飛翔

日々の随想です

雇用とアンチエイジング


 若いから、老齢だからというくくり方はもうしない方が良い。
 という私も他人から「お若いですね」と言われるとむっとすることが多い。なぜなら、若い人には決して「お若いですね」とは言わないからだ。という心理の裏には年齢を気にしている自分がいる。
 
 そんなことを意識の中に潜めていた時、出会ったのが90歳の女性だった。
 彼女は、自分の命の砂時計が残り少なくなっていることを意識し生きる意欲をなくしていた状態だった。
 それが時間をかけてポツポツと自分語りを始めているうちに、まだ自分にも、社会でできることがあるのではないかと思い始めた。そう思い始めると、命の灯火に勢いがつく。
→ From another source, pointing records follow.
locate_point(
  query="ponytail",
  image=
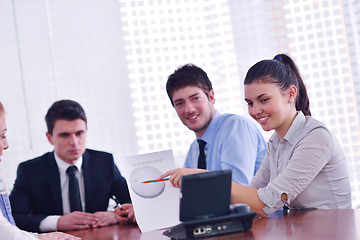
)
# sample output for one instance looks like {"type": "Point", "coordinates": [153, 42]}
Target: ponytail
{"type": "Point", "coordinates": [283, 71]}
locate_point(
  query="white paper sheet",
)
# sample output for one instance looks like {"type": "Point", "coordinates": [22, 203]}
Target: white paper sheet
{"type": "Point", "coordinates": [156, 205]}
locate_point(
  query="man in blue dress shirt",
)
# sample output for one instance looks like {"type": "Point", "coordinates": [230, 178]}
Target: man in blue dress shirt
{"type": "Point", "coordinates": [231, 141]}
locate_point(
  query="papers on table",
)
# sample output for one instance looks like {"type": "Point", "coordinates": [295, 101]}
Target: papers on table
{"type": "Point", "coordinates": [156, 203]}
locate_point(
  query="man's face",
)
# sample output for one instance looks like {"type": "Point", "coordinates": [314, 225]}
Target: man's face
{"type": "Point", "coordinates": [194, 108]}
{"type": "Point", "coordinates": [69, 139]}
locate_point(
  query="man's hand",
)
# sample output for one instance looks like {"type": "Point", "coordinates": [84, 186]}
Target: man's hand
{"type": "Point", "coordinates": [178, 173]}
{"type": "Point", "coordinates": [105, 219]}
{"type": "Point", "coordinates": [125, 213]}
{"type": "Point", "coordinates": [76, 220]}
{"type": "Point", "coordinates": [57, 236]}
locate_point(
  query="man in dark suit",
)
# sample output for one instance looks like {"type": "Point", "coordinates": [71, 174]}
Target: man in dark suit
{"type": "Point", "coordinates": [43, 193]}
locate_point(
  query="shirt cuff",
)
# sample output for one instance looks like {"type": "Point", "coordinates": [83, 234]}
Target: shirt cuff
{"type": "Point", "coordinates": [49, 224]}
{"type": "Point", "coordinates": [272, 202]}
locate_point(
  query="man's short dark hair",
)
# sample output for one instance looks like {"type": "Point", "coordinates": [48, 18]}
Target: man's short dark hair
{"type": "Point", "coordinates": [188, 75]}
{"type": "Point", "coordinates": [65, 110]}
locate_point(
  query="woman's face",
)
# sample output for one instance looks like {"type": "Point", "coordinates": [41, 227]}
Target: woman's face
{"type": "Point", "coordinates": [3, 141]}
{"type": "Point", "coordinates": [271, 107]}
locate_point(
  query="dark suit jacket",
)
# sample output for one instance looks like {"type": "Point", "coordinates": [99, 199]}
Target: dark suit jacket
{"type": "Point", "coordinates": [37, 193]}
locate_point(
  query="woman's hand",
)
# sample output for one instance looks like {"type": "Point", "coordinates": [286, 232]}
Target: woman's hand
{"type": "Point", "coordinates": [178, 173]}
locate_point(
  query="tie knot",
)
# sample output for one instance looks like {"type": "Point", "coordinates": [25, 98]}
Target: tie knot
{"type": "Point", "coordinates": [71, 170]}
{"type": "Point", "coordinates": [201, 143]}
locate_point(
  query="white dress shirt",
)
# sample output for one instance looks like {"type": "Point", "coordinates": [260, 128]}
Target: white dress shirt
{"type": "Point", "coordinates": [50, 222]}
{"type": "Point", "coordinates": [308, 165]}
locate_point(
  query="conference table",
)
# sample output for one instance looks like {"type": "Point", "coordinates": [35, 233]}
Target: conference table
{"type": "Point", "coordinates": [341, 224]}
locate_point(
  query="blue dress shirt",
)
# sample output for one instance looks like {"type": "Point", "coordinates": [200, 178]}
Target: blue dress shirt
{"type": "Point", "coordinates": [232, 142]}
{"type": "Point", "coordinates": [5, 207]}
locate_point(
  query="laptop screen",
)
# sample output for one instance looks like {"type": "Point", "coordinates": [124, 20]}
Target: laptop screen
{"type": "Point", "coordinates": [205, 195]}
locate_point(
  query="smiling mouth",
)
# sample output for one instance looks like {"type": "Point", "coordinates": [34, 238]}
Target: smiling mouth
{"type": "Point", "coordinates": [192, 117]}
{"type": "Point", "coordinates": [263, 119]}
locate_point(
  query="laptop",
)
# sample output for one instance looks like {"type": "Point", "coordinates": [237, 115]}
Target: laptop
{"type": "Point", "coordinates": [205, 207]}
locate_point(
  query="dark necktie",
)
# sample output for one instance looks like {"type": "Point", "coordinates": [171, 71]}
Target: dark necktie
{"type": "Point", "coordinates": [201, 160]}
{"type": "Point", "coordinates": [74, 192]}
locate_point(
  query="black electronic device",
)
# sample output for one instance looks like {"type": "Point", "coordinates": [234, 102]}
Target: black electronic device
{"type": "Point", "coordinates": [205, 208]}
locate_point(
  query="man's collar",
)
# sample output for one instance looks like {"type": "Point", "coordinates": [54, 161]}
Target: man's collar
{"type": "Point", "coordinates": [62, 165]}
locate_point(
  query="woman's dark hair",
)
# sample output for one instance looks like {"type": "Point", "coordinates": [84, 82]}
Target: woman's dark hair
{"type": "Point", "coordinates": [283, 71]}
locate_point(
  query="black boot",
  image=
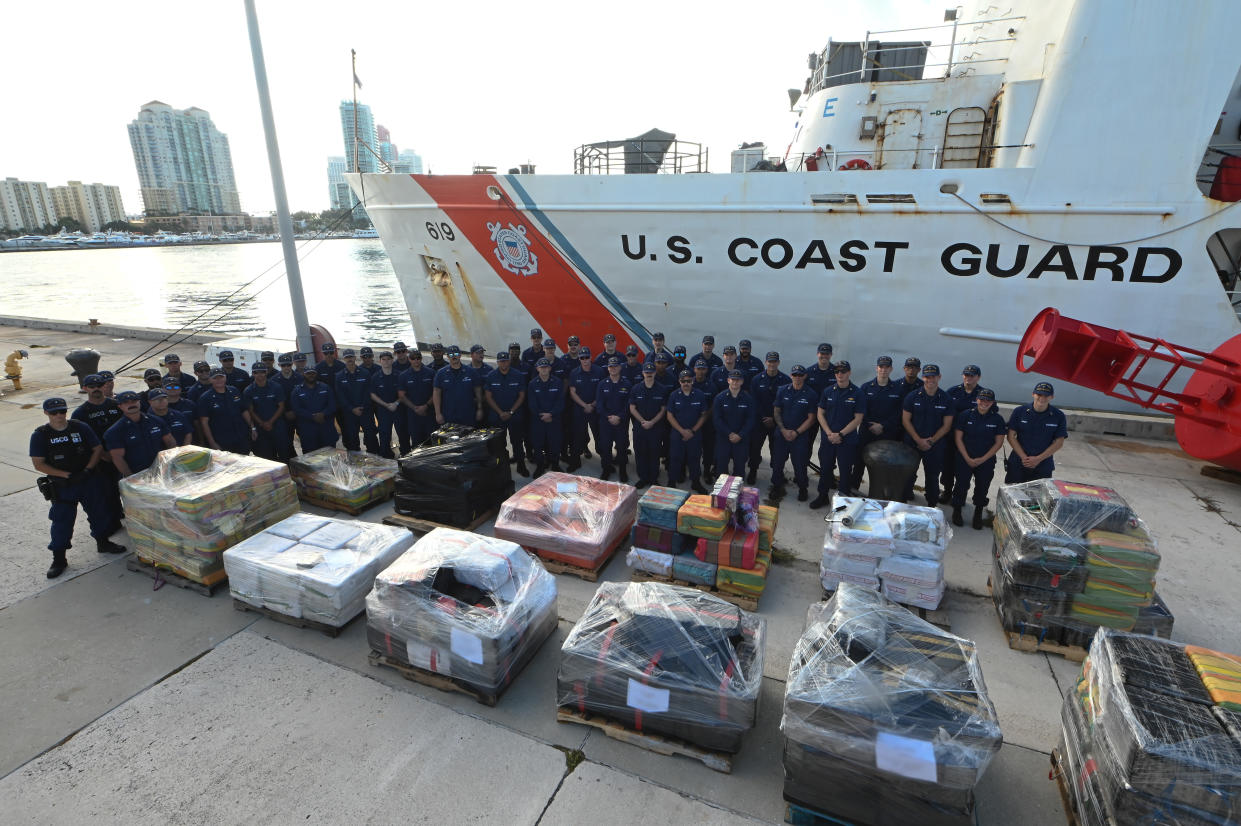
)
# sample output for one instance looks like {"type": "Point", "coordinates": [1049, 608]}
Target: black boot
{"type": "Point", "coordinates": [58, 564]}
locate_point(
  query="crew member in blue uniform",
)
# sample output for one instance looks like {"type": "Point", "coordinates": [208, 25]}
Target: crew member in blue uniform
{"type": "Point", "coordinates": [386, 399]}
{"type": "Point", "coordinates": [137, 438]}
{"type": "Point", "coordinates": [546, 393]}
{"type": "Point", "coordinates": [225, 421]}
{"type": "Point", "coordinates": [842, 409]}
{"type": "Point", "coordinates": [706, 356]}
{"type": "Point", "coordinates": [458, 397]}
{"type": "Point", "coordinates": [1035, 433]}
{"type": "Point", "coordinates": [648, 406]}
{"type": "Point", "coordinates": [68, 452]}
{"type": "Point", "coordinates": [266, 402]}
{"type": "Point", "coordinates": [882, 419]}
{"type": "Point", "coordinates": [796, 422]}
{"type": "Point", "coordinates": [233, 376]}
{"type": "Point", "coordinates": [415, 388]}
{"type": "Point", "coordinates": [735, 421]}
{"type": "Point", "coordinates": [763, 387]}
{"type": "Point", "coordinates": [926, 418]}
{"type": "Point", "coordinates": [314, 404]}
{"type": "Point", "coordinates": [353, 390]}
{"type": "Point", "coordinates": [173, 364]}
{"type": "Point", "coordinates": [978, 434]}
{"type": "Point", "coordinates": [179, 424]}
{"type": "Point", "coordinates": [613, 407]}
{"type": "Point", "coordinates": [688, 411]}
{"type": "Point", "coordinates": [583, 385]}
{"type": "Point", "coordinates": [962, 396]}
{"type": "Point", "coordinates": [504, 392]}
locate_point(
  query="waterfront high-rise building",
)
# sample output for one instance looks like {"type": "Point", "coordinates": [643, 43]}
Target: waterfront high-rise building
{"type": "Point", "coordinates": [92, 205]}
{"type": "Point", "coordinates": [25, 206]}
{"type": "Point", "coordinates": [184, 163]}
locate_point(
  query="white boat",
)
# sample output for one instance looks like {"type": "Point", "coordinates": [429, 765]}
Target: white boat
{"type": "Point", "coordinates": [942, 191]}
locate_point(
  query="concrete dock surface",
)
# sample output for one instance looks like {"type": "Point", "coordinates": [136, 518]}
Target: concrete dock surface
{"type": "Point", "coordinates": [129, 705]}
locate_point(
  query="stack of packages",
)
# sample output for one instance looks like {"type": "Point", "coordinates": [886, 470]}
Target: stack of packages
{"type": "Point", "coordinates": [313, 567]}
{"type": "Point", "coordinates": [886, 717]}
{"type": "Point", "coordinates": [887, 546]}
{"type": "Point", "coordinates": [467, 607]}
{"type": "Point", "coordinates": [1070, 558]}
{"type": "Point", "coordinates": [192, 504]}
{"type": "Point", "coordinates": [1144, 741]}
{"type": "Point", "coordinates": [663, 659]}
{"type": "Point", "coordinates": [458, 475]}
{"type": "Point", "coordinates": [568, 519]}
{"type": "Point", "coordinates": [344, 479]}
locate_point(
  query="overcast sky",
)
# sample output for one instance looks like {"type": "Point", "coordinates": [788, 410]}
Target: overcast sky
{"type": "Point", "coordinates": [462, 83]}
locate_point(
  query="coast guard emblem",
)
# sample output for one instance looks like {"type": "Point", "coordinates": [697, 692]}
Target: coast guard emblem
{"type": "Point", "coordinates": [513, 248]}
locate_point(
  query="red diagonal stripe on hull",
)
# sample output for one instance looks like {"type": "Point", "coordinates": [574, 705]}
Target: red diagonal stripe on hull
{"type": "Point", "coordinates": [555, 295]}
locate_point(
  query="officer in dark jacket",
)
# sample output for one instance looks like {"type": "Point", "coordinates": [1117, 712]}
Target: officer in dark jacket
{"type": "Point", "coordinates": [68, 452]}
{"type": "Point", "coordinates": [648, 406]}
{"type": "Point", "coordinates": [688, 411]}
{"type": "Point", "coordinates": [842, 409]}
{"type": "Point", "coordinates": [735, 421]}
{"type": "Point", "coordinates": [926, 417]}
{"type": "Point", "coordinates": [1035, 433]}
{"type": "Point", "coordinates": [796, 422]}
{"type": "Point", "coordinates": [978, 434]}
{"type": "Point", "coordinates": [613, 407]}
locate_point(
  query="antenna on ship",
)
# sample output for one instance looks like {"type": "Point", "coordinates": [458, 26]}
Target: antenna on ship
{"type": "Point", "coordinates": [293, 273]}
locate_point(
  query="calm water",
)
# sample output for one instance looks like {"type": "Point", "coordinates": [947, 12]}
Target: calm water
{"type": "Point", "coordinates": [349, 287]}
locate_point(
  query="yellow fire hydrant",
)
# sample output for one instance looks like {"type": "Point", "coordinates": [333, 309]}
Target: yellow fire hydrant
{"type": "Point", "coordinates": [13, 370]}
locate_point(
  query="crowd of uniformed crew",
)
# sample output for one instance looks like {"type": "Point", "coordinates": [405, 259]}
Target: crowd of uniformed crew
{"type": "Point", "coordinates": [698, 416]}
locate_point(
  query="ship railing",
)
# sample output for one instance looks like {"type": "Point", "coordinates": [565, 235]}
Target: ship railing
{"type": "Point", "coordinates": [639, 156]}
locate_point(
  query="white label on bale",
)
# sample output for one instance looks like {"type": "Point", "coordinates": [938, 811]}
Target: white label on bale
{"type": "Point", "coordinates": [906, 757]}
{"type": "Point", "coordinates": [645, 697]}
{"type": "Point", "coordinates": [467, 646]}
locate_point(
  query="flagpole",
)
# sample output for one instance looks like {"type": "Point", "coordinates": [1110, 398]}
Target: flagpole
{"type": "Point", "coordinates": [293, 273]}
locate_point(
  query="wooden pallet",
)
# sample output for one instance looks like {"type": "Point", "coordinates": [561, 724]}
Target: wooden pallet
{"type": "Point", "coordinates": [427, 526]}
{"type": "Point", "coordinates": [431, 679]}
{"type": "Point", "coordinates": [657, 743]}
{"type": "Point", "coordinates": [740, 600]}
{"type": "Point", "coordinates": [164, 576]}
{"type": "Point", "coordinates": [295, 621]}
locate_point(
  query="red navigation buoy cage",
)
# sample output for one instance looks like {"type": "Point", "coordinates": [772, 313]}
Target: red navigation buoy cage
{"type": "Point", "coordinates": [1143, 370]}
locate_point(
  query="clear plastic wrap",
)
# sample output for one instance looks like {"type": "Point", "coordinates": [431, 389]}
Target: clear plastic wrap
{"type": "Point", "coordinates": [457, 476]}
{"type": "Point", "coordinates": [344, 478]}
{"type": "Point", "coordinates": [192, 504]}
{"type": "Point", "coordinates": [469, 607]}
{"type": "Point", "coordinates": [1142, 742]}
{"type": "Point", "coordinates": [886, 717]}
{"type": "Point", "coordinates": [568, 519]}
{"type": "Point", "coordinates": [323, 574]}
{"type": "Point", "coordinates": [663, 659]}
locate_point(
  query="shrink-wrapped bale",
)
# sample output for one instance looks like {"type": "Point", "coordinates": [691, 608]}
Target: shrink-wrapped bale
{"type": "Point", "coordinates": [320, 574]}
{"type": "Point", "coordinates": [192, 504]}
{"type": "Point", "coordinates": [568, 519]}
{"type": "Point", "coordinates": [463, 605]}
{"type": "Point", "coordinates": [886, 717]}
{"type": "Point", "coordinates": [346, 479]}
{"type": "Point", "coordinates": [665, 660]}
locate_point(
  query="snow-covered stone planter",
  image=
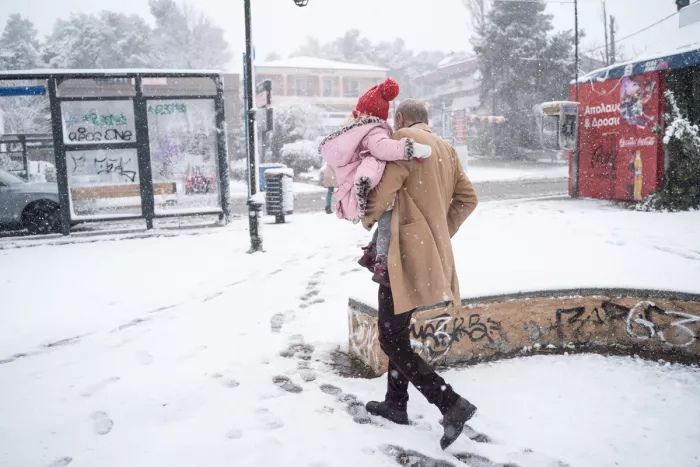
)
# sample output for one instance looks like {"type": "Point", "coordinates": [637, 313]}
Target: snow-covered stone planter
{"type": "Point", "coordinates": [666, 324]}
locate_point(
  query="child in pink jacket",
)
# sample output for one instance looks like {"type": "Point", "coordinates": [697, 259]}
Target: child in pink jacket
{"type": "Point", "coordinates": [358, 153]}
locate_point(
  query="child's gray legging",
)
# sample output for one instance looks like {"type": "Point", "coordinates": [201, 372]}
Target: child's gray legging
{"type": "Point", "coordinates": [383, 233]}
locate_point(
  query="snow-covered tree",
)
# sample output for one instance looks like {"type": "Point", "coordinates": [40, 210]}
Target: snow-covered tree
{"type": "Point", "coordinates": [403, 64]}
{"type": "Point", "coordinates": [20, 50]}
{"type": "Point", "coordinates": [107, 40]}
{"type": "Point", "coordinates": [681, 140]}
{"type": "Point", "coordinates": [522, 64]}
{"type": "Point", "coordinates": [186, 38]}
{"type": "Point", "coordinates": [293, 123]}
{"type": "Point", "coordinates": [19, 45]}
{"type": "Point", "coordinates": [302, 155]}
{"type": "Point", "coordinates": [25, 114]}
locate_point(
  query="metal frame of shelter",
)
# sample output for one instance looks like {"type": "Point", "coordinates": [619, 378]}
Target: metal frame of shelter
{"type": "Point", "coordinates": [141, 143]}
{"type": "Point", "coordinates": [25, 142]}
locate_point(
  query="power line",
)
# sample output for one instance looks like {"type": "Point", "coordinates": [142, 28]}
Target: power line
{"type": "Point", "coordinates": [635, 33]}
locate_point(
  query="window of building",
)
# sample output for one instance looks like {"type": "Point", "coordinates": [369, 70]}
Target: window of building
{"type": "Point", "coordinates": [327, 87]}
{"type": "Point", "coordinates": [301, 86]}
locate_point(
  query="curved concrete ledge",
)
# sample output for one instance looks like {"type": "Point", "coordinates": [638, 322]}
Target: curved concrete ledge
{"type": "Point", "coordinates": [485, 328]}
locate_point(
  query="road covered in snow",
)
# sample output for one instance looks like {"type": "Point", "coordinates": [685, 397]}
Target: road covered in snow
{"type": "Point", "coordinates": [184, 350]}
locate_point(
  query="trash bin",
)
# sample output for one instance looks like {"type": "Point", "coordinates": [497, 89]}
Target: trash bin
{"type": "Point", "coordinates": [279, 196]}
{"type": "Point", "coordinates": [262, 168]}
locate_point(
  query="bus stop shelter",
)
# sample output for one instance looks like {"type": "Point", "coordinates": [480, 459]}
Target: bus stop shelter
{"type": "Point", "coordinates": [133, 144]}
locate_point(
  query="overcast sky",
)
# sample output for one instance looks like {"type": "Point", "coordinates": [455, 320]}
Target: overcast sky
{"type": "Point", "coordinates": [280, 26]}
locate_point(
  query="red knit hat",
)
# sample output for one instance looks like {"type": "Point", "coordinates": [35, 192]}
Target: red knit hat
{"type": "Point", "coordinates": [375, 102]}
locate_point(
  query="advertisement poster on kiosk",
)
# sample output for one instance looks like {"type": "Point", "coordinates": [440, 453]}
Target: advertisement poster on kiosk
{"type": "Point", "coordinates": [620, 157]}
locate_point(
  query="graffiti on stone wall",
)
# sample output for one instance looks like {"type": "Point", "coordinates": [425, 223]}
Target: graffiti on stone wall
{"type": "Point", "coordinates": [363, 334]}
{"type": "Point", "coordinates": [643, 322]}
{"type": "Point", "coordinates": [434, 339]}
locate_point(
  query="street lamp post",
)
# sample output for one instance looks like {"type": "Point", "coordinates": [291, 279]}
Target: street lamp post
{"type": "Point", "coordinates": [254, 204]}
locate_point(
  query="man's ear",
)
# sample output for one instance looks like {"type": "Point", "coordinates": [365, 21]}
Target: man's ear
{"type": "Point", "coordinates": [398, 121]}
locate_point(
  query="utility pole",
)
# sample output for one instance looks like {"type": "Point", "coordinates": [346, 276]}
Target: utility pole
{"type": "Point", "coordinates": [613, 53]}
{"type": "Point", "coordinates": [576, 45]}
{"type": "Point", "coordinates": [605, 28]}
{"type": "Point", "coordinates": [575, 155]}
{"type": "Point", "coordinates": [253, 206]}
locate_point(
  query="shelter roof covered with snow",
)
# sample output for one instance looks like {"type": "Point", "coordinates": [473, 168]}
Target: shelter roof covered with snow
{"type": "Point", "coordinates": [682, 57]}
{"type": "Point", "coordinates": [317, 63]}
{"type": "Point", "coordinates": [40, 73]}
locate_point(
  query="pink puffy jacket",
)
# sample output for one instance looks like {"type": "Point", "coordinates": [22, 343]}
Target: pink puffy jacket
{"type": "Point", "coordinates": [358, 154]}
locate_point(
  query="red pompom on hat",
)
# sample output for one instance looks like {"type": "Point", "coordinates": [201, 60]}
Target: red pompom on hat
{"type": "Point", "coordinates": [375, 102]}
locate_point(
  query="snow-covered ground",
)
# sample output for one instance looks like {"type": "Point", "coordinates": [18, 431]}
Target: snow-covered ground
{"type": "Point", "coordinates": [166, 350]}
{"type": "Point", "coordinates": [480, 173]}
{"type": "Point", "coordinates": [239, 189]}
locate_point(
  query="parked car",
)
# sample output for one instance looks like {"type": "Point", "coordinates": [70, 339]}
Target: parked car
{"type": "Point", "coordinates": [28, 205]}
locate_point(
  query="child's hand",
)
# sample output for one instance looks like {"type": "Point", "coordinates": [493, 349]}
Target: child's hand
{"type": "Point", "coordinates": [421, 151]}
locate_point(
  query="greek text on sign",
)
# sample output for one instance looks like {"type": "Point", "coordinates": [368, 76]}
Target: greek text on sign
{"type": "Point", "coordinates": [634, 143]}
{"type": "Point", "coordinates": [601, 122]}
{"type": "Point", "coordinates": [602, 109]}
{"type": "Point", "coordinates": [90, 122]}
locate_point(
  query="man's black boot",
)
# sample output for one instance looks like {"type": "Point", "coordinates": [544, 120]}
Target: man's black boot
{"type": "Point", "coordinates": [454, 421]}
{"type": "Point", "coordinates": [382, 409]}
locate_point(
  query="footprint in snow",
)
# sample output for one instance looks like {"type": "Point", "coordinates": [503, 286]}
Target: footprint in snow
{"type": "Point", "coordinates": [230, 383]}
{"type": "Point", "coordinates": [144, 358]}
{"type": "Point", "coordinates": [307, 375]}
{"type": "Point", "coordinates": [234, 434]}
{"type": "Point", "coordinates": [330, 389]}
{"type": "Point", "coordinates": [284, 382]}
{"type": "Point", "coordinates": [101, 423]}
{"type": "Point", "coordinates": [226, 382]}
{"type": "Point", "coordinates": [61, 462]}
{"type": "Point", "coordinates": [276, 322]}
{"type": "Point", "coordinates": [269, 419]}
{"type": "Point", "coordinates": [95, 388]}
{"type": "Point", "coordinates": [311, 303]}
{"type": "Point", "coordinates": [192, 353]}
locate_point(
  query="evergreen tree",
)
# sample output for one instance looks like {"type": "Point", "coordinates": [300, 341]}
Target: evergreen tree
{"type": "Point", "coordinates": [522, 64]}
{"type": "Point", "coordinates": [19, 45]}
{"type": "Point", "coordinates": [107, 40]}
{"type": "Point", "coordinates": [186, 38]}
{"type": "Point", "coordinates": [404, 65]}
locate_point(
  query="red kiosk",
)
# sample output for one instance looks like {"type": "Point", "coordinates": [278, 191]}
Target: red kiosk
{"type": "Point", "coordinates": [619, 156]}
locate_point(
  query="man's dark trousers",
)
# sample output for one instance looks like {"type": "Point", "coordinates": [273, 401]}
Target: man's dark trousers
{"type": "Point", "coordinates": [404, 364]}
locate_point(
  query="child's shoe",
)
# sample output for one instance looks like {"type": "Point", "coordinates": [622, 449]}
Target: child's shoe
{"type": "Point", "coordinates": [369, 256]}
{"type": "Point", "coordinates": [381, 271]}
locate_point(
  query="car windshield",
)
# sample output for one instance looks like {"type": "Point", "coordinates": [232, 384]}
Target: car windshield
{"type": "Point", "coordinates": [7, 178]}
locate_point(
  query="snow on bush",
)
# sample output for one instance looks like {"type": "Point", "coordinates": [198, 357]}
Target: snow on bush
{"type": "Point", "coordinates": [302, 155]}
{"type": "Point", "coordinates": [681, 140]}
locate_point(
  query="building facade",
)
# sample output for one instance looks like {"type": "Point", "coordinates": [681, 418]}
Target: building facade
{"type": "Point", "coordinates": [453, 86]}
{"type": "Point", "coordinates": [332, 86]}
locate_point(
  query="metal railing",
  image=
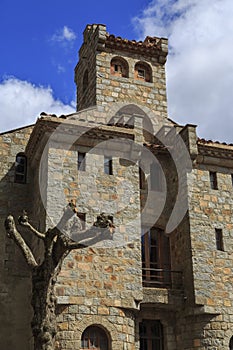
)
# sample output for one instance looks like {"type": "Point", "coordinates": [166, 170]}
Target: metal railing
{"type": "Point", "coordinates": [162, 278]}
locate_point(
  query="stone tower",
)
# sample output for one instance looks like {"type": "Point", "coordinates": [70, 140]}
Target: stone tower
{"type": "Point", "coordinates": [112, 69]}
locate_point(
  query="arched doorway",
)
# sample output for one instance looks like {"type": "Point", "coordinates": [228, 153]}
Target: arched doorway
{"type": "Point", "coordinates": [94, 337]}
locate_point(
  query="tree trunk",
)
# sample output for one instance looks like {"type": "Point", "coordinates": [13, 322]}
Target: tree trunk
{"type": "Point", "coordinates": [44, 304]}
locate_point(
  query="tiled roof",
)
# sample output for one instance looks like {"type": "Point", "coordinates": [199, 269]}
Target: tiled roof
{"type": "Point", "coordinates": [150, 46]}
{"type": "Point", "coordinates": [213, 143]}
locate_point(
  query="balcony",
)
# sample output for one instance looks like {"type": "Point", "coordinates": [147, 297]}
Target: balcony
{"type": "Point", "coordinates": [162, 278]}
{"type": "Point", "coordinates": [163, 288]}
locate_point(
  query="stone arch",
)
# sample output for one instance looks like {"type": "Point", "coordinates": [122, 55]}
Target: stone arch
{"type": "Point", "coordinates": [99, 321]}
{"type": "Point", "coordinates": [101, 332]}
{"type": "Point", "coordinates": [119, 67]}
{"type": "Point", "coordinates": [143, 72]}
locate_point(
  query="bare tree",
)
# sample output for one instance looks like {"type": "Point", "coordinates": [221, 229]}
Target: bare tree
{"type": "Point", "coordinates": [57, 246]}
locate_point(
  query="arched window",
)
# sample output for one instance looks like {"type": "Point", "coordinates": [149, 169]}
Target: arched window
{"type": "Point", "coordinates": [143, 72]}
{"type": "Point", "coordinates": [119, 67]}
{"type": "Point", "coordinates": [94, 338]}
{"type": "Point", "coordinates": [85, 80]}
{"type": "Point", "coordinates": [151, 335]}
{"type": "Point", "coordinates": [20, 168]}
{"type": "Point", "coordinates": [231, 344]}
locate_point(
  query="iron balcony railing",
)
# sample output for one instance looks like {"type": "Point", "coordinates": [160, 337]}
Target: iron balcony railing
{"type": "Point", "coordinates": [162, 278]}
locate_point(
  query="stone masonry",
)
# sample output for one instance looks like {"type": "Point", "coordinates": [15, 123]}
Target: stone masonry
{"type": "Point", "coordinates": [164, 280]}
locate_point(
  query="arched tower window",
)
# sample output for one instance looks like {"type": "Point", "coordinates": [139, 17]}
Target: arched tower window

自分の経験を若い人に伝えたいと思うようになり、生き生きとしてきた。

 つまり、人は自分が何かの役に立ちたいという思いがある限りは老いないということだろう。
 60代で定年を迎え、まだまだ若さも元気もあり、磨かれた技能がある人が、一線から退くのは惜しいものだ。若さも活力も技能も知恵もある60代が溢れていて、職につけない若者も居る現代の日本に、海外からの移住者の雇用を増やそうという計画が持ち上がっている。
雇用の問題を安易に海外移住者に負わせる不思議を思う。我が国が、もっと活性化するには老人力を活かすのも、ひとつの方法のように思う。